I have quite a few fishing spots in state and federal waters in Bay County.
Anyone know what I could expect to find when I get back out there? Could any be gone, covered up or moved by the hurricane?


----------



## sealark (Sep 27, 2007)

All three are possible and likely. Rubble will be most likely be buried in the sand.


----------



## jdavenport (Jan 8, 2018)

> All three are possible and likely. Rubble will be most likely be buried in the sand.


That's what I was afraid of. Although if all I lost was my fishing spots, I need to count my blessings. Lots of folks still hurting from Michael.


----------



## 85okhai (Mar 15, 2010)

whats the coordinates? ill check em for you


----------



## CaptHallie (May 15, 2013)

I know that Navionics did a huge remapping project after Hurricane Irma hit the Keys and I'm pretty sure they will be doing something along the Gulf Coast after Hurricane Michael. If you don't have one of their cards there is a rebate going on throughout 2019. Here is the link: https://www.navionics.com/usa/lp/re...ampaign=tradein_2019-sponsors&utm_content=cta


----------



## jdavenport (Jan 8, 2018)

@85okhai, I use mostly public numbers like the BC sites 1 and 4 (30 10.196 85 54.607, 30 10.153 85 54.594), if you are out there please check. thanks!
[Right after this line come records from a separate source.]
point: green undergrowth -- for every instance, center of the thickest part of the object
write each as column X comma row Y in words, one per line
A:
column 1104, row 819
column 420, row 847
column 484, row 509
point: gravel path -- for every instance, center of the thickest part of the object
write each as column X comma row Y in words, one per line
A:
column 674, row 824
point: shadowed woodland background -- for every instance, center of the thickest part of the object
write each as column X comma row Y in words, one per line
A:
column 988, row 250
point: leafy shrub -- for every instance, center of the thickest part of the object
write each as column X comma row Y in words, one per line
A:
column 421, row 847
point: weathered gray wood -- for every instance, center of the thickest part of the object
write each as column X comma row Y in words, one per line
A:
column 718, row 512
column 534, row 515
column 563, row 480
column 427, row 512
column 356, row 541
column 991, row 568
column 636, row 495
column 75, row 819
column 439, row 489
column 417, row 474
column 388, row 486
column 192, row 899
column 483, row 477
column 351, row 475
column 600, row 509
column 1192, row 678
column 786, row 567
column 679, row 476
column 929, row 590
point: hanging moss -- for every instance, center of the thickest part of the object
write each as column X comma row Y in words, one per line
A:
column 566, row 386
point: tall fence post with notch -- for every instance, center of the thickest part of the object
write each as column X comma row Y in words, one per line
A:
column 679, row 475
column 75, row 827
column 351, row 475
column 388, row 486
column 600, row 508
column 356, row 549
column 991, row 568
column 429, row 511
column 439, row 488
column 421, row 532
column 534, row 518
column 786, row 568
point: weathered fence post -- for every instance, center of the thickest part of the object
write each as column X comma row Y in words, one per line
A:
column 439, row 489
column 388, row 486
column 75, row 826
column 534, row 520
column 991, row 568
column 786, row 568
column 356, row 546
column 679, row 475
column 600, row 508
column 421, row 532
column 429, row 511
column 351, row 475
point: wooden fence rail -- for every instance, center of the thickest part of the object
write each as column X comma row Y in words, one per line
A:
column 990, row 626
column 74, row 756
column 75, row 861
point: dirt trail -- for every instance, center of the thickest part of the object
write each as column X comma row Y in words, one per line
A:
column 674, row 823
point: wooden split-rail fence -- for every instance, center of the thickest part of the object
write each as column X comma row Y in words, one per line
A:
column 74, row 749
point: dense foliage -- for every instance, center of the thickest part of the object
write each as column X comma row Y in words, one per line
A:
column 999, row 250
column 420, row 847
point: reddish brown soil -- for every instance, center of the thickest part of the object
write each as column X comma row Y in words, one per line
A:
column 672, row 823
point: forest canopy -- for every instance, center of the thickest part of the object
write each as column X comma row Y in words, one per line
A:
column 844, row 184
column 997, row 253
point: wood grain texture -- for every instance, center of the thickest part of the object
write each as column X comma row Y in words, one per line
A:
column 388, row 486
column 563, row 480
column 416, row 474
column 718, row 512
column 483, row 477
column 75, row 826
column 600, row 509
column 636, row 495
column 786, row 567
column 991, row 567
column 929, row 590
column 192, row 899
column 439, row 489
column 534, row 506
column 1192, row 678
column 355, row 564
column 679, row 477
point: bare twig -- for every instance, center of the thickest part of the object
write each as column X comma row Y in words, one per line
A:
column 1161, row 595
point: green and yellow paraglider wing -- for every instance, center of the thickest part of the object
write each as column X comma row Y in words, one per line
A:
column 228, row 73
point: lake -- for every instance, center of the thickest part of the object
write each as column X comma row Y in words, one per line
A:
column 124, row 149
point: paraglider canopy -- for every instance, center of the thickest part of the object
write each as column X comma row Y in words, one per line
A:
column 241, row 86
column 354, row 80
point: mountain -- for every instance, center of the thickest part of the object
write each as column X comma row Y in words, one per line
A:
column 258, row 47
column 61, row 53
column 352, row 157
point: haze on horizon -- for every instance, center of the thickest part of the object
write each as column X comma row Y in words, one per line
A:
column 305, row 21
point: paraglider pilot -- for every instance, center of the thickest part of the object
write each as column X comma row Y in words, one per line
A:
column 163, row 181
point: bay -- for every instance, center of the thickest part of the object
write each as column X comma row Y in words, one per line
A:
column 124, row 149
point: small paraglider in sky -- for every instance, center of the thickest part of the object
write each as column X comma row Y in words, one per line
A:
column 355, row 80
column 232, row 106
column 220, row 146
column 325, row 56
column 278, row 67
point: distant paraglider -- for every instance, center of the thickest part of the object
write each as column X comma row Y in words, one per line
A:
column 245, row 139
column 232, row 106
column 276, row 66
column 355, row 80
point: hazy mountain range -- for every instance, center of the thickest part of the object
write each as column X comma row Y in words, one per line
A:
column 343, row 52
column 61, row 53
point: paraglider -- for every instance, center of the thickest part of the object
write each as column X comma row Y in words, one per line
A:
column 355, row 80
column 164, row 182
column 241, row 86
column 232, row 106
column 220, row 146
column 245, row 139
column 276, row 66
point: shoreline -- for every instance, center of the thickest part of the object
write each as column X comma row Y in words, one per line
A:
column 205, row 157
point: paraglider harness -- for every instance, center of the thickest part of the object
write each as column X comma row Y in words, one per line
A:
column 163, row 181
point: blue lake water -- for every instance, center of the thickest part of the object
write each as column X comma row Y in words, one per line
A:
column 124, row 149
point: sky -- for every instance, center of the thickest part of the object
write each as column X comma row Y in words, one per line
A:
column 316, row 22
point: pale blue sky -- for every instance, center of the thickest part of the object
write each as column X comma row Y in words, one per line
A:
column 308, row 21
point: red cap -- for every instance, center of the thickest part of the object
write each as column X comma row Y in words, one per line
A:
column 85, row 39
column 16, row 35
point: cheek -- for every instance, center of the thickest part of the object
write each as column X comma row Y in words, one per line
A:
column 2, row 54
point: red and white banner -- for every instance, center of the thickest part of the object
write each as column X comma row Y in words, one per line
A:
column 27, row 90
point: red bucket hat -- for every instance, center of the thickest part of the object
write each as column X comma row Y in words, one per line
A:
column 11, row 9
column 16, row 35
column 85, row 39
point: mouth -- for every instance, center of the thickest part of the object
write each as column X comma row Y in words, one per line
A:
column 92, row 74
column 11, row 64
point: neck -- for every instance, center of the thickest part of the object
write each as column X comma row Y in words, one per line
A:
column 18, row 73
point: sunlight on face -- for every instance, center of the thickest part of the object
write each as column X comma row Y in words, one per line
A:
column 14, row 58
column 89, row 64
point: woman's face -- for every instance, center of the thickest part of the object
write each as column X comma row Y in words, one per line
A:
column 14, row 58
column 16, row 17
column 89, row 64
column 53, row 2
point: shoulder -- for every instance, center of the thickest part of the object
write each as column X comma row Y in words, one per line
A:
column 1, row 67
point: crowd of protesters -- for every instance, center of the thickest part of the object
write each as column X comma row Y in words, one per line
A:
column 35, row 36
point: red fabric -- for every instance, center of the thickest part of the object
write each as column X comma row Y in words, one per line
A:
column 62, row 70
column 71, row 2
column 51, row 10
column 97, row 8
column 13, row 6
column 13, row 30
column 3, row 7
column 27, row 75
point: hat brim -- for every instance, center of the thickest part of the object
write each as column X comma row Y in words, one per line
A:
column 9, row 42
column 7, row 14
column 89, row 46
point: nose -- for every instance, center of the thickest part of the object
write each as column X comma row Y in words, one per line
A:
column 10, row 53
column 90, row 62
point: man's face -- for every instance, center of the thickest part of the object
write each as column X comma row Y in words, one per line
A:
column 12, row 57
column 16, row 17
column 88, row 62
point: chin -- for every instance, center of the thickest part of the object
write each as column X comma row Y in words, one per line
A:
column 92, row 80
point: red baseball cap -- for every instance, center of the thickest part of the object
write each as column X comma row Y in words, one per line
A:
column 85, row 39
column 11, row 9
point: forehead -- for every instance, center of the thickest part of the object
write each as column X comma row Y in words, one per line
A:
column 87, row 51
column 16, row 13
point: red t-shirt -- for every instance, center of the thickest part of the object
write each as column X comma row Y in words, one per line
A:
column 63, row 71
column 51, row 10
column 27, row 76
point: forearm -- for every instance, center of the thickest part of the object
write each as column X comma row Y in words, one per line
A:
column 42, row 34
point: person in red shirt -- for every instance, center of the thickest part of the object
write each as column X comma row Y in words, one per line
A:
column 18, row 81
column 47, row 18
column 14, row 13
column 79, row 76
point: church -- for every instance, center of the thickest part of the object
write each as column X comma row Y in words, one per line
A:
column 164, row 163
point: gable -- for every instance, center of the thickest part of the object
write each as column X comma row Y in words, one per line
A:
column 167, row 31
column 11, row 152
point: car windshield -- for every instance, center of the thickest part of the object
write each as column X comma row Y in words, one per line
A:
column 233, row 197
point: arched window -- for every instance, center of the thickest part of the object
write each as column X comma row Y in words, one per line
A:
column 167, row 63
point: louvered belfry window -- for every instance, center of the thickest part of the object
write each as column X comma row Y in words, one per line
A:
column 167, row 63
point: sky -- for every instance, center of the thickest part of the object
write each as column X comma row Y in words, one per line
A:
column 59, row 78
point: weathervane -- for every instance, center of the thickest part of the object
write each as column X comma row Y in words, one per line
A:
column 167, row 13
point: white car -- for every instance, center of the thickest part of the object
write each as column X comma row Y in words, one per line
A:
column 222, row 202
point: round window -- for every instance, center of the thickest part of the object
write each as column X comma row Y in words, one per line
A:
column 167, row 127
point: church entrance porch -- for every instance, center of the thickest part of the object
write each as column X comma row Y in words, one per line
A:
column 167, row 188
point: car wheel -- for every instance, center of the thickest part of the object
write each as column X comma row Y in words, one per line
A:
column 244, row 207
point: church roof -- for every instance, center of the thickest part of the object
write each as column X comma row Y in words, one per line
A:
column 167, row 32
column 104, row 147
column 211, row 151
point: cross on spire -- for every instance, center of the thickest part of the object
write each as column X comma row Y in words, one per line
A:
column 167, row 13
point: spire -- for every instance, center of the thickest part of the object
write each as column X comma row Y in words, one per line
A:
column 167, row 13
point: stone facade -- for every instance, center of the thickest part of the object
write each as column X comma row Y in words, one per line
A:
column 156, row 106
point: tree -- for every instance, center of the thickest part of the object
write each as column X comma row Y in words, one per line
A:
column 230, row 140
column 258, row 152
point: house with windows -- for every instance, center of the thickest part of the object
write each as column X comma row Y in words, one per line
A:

@CaptHallie, That's good news, I use the payed subscription for the navionics app. I only have a handheld GPS but it gets me there!


----------



## Solace (Apr 23, 2009)

Save your old numbers anyway. I have some pre Hurricane Ivan private numbers that don't show much on on the bottom screen but still offer a few nice snapper and trigger each year!


----------